CitazioneDi tutte quelle da te enunciate solo il tempo é una dimensione del divenire naturale (lo spazio é costituito dall' insieme di tre dimensioni; secondo alcune teorie che personalmente non condivido da di più di tre).
Solo il tempo é una dimensione del divenite mentale (oltre che di quello fisico ovvero materiale; per dirlo alla tua personale maniera "sostanziale"); le altre sono proprie unicamente del mondo fisico materiale ("sostanziale").

Ricambio di cuore i cordiali saluti.
#1860
Citazione di: 0xdeadbeef il 20 Giugno 2018, 20:20:33 PM
Ringrazio di cuore Epicurus per aver postato questo interessantissimo documento.
Naturalmente questa è la posizione autentica di Eco (così come rilevabile anche ne: "La soglia e l'infinito")
sul problema di cui stiamo trattando.
Senonchè rimane, come dire, "viva" la sua provocazione su di una verità "che si dice". Cioè su una
verità che è tale in vizio (non certo in virtù...) di un consenso generale che, sempre, viene fondato
dalla "potenza" in quel momento dominante.
Si diceva, allora, che gli Ebrei mangiassero i bambini come, più tardi, che fossero una razza inferiore e
malevola PERCHE', evidentemente, la cultura dominante di quei tempi "voleva" che così fosse.
E non si tratta di semplici menzogne...
Dal superamento idealistico della filosofia di Kant (che io vedo come fondante di tutta la semiotica), l'"io"
è venuto sempre più a configurarsi come l'autentico "creatore" della realtà.
Se, in altre parole, come in Hegel realtà e razionalità coincidono, questo vuol dire che coincidono fatto e
interpretazione del fatto (e coincidono nell'unico "luogo" in cui possono coincidere: nell'interpretazione).
Ecco, in estrema sintesi, come e da dove nasce la celebre affermazione di Nietzsche.
La provocazione di Eco è caustica e attualissima.

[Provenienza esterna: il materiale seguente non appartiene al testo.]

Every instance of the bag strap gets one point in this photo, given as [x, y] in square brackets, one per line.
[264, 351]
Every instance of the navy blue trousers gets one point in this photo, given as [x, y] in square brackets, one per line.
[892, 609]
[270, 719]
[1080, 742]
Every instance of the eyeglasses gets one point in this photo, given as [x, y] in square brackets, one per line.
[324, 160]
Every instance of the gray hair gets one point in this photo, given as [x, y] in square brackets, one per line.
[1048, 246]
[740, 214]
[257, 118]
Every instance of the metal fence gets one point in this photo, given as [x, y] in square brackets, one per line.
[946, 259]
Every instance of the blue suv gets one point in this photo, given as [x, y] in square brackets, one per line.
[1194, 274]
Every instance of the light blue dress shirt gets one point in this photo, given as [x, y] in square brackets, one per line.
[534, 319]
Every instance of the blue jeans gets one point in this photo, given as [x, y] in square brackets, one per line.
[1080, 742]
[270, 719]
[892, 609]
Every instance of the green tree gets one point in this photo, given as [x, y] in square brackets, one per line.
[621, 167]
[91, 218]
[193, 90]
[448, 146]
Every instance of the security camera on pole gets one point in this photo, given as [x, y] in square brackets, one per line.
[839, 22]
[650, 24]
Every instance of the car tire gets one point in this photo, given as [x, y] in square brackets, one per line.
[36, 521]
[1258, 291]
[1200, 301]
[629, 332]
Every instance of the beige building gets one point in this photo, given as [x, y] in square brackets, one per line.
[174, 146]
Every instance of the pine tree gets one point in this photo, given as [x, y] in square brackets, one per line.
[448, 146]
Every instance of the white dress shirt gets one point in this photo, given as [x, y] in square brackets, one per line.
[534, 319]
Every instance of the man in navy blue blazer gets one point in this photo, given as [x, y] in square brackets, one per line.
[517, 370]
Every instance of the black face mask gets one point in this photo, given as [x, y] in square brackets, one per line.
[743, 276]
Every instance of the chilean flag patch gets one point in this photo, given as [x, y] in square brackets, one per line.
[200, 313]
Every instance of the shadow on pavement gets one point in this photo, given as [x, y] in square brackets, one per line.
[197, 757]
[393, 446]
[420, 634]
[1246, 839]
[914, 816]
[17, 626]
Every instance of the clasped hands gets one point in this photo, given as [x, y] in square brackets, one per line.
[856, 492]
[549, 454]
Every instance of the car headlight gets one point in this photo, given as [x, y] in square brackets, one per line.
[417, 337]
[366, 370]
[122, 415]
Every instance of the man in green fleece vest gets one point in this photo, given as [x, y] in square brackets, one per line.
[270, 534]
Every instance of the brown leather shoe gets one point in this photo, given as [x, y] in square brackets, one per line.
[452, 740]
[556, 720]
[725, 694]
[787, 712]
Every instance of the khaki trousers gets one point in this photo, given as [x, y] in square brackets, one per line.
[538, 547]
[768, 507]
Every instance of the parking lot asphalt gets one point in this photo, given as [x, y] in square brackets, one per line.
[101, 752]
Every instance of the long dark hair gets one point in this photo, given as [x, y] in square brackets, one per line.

Perchè tutta la nostra cultura è ancora impregnata di questo
"mortale veleno" che è l'Idealismo.
saluti

Credo (se ti ho capito, vecchio amico Mauro) che parlando di superamento idealistico della filosofia di Kant intendessi "preteso superamento" (forse sarebbe risultato più chiaro se avessi scritto "superamento" fra virgolette).

Credo di non semplificare eccessivamente (salvo sbagliarmi) che ciò di cui parlava, tra il sarcastico e l' ironico, in quella occasione Eco si possa identificare con l ' "ideologia" nel senso in cui la intendevano Marx ed Engels, cioé come "falsa coscienza" pretesa (e di fatto almeno in larga misura intesa, per o meno se dscretamente efficace) come vera.